How To Structure Your Google Shopping Campaigns

Many advertisers aren’t aware of the impact on the performance of a well structured Shopping Ads campaign. Especially if you manage your Shopping Ads by hand, a granular campaign structure is very time consuming, but crucial when it is about to get the best performance for your Shopping Ads. We will show you how to avoid the most common mistakes regarding aGoogle Shopping campaign structure.

Too long, did not read version:

  1. Build a granular Google Shopping campaign structure

  2. Get on item id level with your bids

  3. Do not work with an “All products” target or any very generic structure with one or only few overall bids

Why is a granular campaign structure important?

Most advertisers don’t work with a very granular Google Shopping campaign structure therefore they are not cognizant how their brands, categories, custom labels, combinations of them or even single products perform.

Consider following case:

Google shopping campaign structure example1
You are selling different kind of shoes, in that case running shoes with an overall bid of 0.65$ and your goal is to reach a ROAS of 6 at minimum. If you take a look on your campaign performance you see a ROAS of 10, which is pretty good and fulfills your goal, but it could be better.

If you take a deeper look you will see that only two of them have a ROAS meeting your expectations. The first article influences the overall performance in a very bad way.

Google Shopping campaign structure example2

With a granular campaign structure you have the possibility to set bids for every single product. Or, if you don’t have the time to set bids every single product especially if you have many products to handle, you can set bids on different product clusters such as brand-product-type combinations, or you simply use a tool which gives you the opportunity to bid on item id level. With a granular bidding you can influence the performance in a better way and you can reach a desired ROAS more easily.
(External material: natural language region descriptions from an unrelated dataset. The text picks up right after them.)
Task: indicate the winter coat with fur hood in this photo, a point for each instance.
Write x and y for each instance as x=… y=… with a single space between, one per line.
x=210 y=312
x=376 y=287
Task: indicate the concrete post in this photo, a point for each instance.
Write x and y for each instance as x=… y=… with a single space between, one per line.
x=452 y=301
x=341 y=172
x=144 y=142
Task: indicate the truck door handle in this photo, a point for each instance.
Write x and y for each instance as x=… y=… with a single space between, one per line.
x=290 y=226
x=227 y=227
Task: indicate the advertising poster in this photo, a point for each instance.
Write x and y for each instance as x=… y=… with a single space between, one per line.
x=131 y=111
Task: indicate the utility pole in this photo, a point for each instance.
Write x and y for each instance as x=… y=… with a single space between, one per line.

How does such a granular Google Shopping campaign structure look like?

If we stay with the shoe store, a possible campaign structure could look like this:

Google Shopping campaign structure best practice

Keep in mind that you can only manage 20.000 product targets within an ad group, so if you have more than 20.000 products and you want to cover all of them you will have to create several campaigns with inventory filters or setup a multiple ad group approach. This means you add all your item ids explicitly as product targets and exclude the “all other items”-partition. If an ad group reaches its full capacity create the next ad group – rinse and repeat. If you do not exclude the “all other items”-partition all ad groups will target all of your products (specified by the inventory filter at the campaign level) and your bids will not apply they way you want them to be applied. Do not forget to create a fallback campaign, which is targeting all products if you are excluding the “all other items”-partition. This is very crucial especially if your product range is very dynamic or you change something on your feed structure.

Do not forget that you will get all shopping performance data on brands, product types, custom labels and each item id regardless of your campaign structure – even if you just use an “all-products”-target. You get this data via the dimensions tab under the section “shopping”.

But the most important thing is still: Don’t work with an “All products” product target with one overall bid. That is the worst thing you can do, because you lose all the levers, which come along with a granular structure.

adwords campaign structure

How do we design campaign structures with Whoop!?

Generally speaking, the campaign structure itself is secondary for us or rather the way how you get to a structure based on item id level does not matter. We always operate on item id level and add/remove new or old products to the structure via the Google Adwords API on a daily basis. So the campaign is always up to date and every product bid can be adjusted.

Considering a standard setup of a campaign structure we build one campaign with several ad groups for the brand-product-type-combinations, where we add all applicable items and exclude the “all other items”-partition. Sometimes we also build several campaigns based on product types, brands or custom labels and create ad groups based on a different dimension in this campaigns.

Why do we do that?

Firstly, we create the ad group structure to get more data for brand-product-type-combinations through ad-group-based reports.

Secondly, because we add each item id to the shopping campaigns we are able to change the bids across different item ids without caring about the structure. That means if you choose to subdivide your inventory by brands and then decide to increase bids for specific product categories or custom labels you have to dig through the structure and update the bids or you create a new campaign. We just replicate the inventory in our app and if we chose to apply a different bid strategy for a product type we just update the bids for the respective items – totally independent of the existing campaign structure.

This is also where our predictive algorithm enters the scene. Every single product gets rated by Whoop! and in dependence of the determined goal our algorithm will apply a bid for each product.

Don’t be a Bad Luck Google Shopping Brian, start to rethink your campaign structure!